On the particular clause of registering under one umbrella body by government, the leaders said this is not possible given that each religious body is different from the other.

“We feel the government is not too weak to monitor its ministries. Each of the three registration centres is in a separate ministry with a reason. There will never be a one stop registration centre. In regard to accountability, the registration bodies have enough mandate to address the issues because each RFBO [Religious and Faith Based Organisation] files annual returns, so accountability is in place.

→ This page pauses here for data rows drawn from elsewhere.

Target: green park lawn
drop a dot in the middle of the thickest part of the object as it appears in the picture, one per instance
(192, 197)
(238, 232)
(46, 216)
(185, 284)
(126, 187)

We advise government to enforce the current laws to suit the gaps in the current legal framework but not come up with a new law,” the pastors said in their petition.

The draft policy indicates that government will regulate Religious and Faith-Based Organizations (RFBOs) on having one legislative body to harmonise their operations, ensure coordination and monitoring RFBOs existing in three different legal frameworks and put in place mechanisms to ensure transparency and accountability.

Other regulations in the draft law include registration of all RFBOs, clarity on their roles and functions versus the State, strengthening partnerships with government and promotion of unity and cooperation among them.

The Pentecostal church leaders indicate that while they are not opposed to the idea of government demanding theological training as a minimum requirement for one to be a religious leader, the requirement waters down the whole essence of their mission, which is spiritual than mental.


But Fr Lokodo said the policy is not targeting the Born Again faith but only aimed at doing away with those pastors who dupe Christians.

“It is unfortunate that my brothers and sisters in the Pentecostal church are getting it wrong thinking that the policy is targeting them; this is cutting across all religions,” he said.